According to NASA, the temperature range outside the ISS can be as cold as -250 degrees Fahrenheit (on the shady side of Earth), and as hot as 250 degrees Fahrenheit (on the sunny side). The cooling and heating system onboard the space station must be able to manage these extremes. When astronauts work outside the station, performing an “extravehicular activity,” also known as a spacewalk, their space suits too must be able to manage this temperature range. Even so, they sense these extreme temperatures through the suit. Temperature control for biological habitats in orbit is an ongoing challenge even in the twenty-first century, so it is not surprising that the Soviets didn’t get this quite right on their first try.
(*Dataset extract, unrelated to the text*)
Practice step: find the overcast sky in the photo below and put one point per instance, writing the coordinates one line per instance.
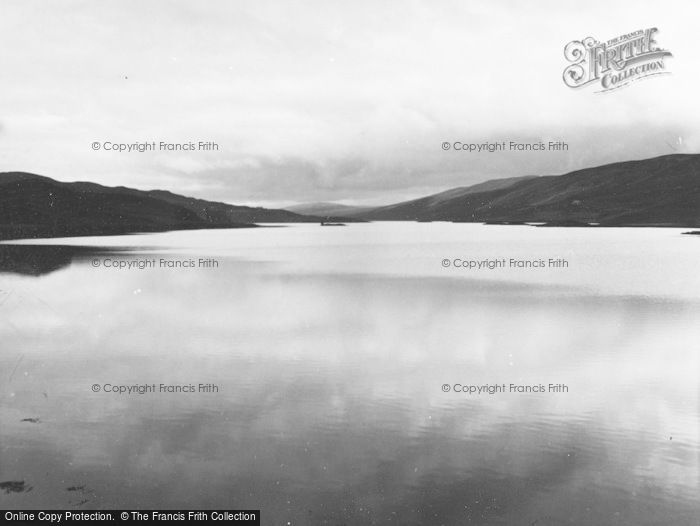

Dogs do not manage heat well. Normal body temperature range for dogs is 101 to 102.5 degrees Fahrenheit. Anything above that will cause an increase in heart rate and respiration (excessive panting), restlessness complicated by lethargy, and possibly vomiting and diarrhea. A body temperature of 106 degrees is often the line between life and death. If a dog’s body temperature rises to that level, it will likely die, and die soon if it cannot cool down. Dogs sweat only from a gland in the bottom of their feet, which is why some dogs will stand in cool water, or in their water dish, after vigorous exercise in warm weather. They also pant, gassing off heat and circulating cooling air through their mouth and nose and over their tongue. But even better than sweating from their feet and panting is to find protection and relief from the heat in cool water, in shade, or indoors.
John Smith, a veterinarian in Texas who allowed me to observe him performing both a spay and a neuter surgery, told me that heat exhaustion can become critical in dogs very quickly. If you are going to save a dog in heat distress, Smith said, you have to bring their temperature down rapidly, usually by immersing the dog in an ice bath. The dog is then very weak, vulnerable, and highly sensitive to temperature. Once cooled, the dog must be removed from the ice bath and stabilized, or else its temperature will continue to fall and the dog will die going in the other direction. If the dog can’t cool down, either on its own or with help, it will become increasingly lethargic and disoriented, fall into a coma-like state, and die. It doesn’t take long, perhaps ten or fifteen minutes, Smith told me, depending on how hot it is and how fit the dog is, and so how efficient it is at cooling itself. Humidity increases the heat challenge and the process can move along more rapidly. I asked Smith what dying from heat feels like for a dog. He looked at me for a moment and said, “Pain.”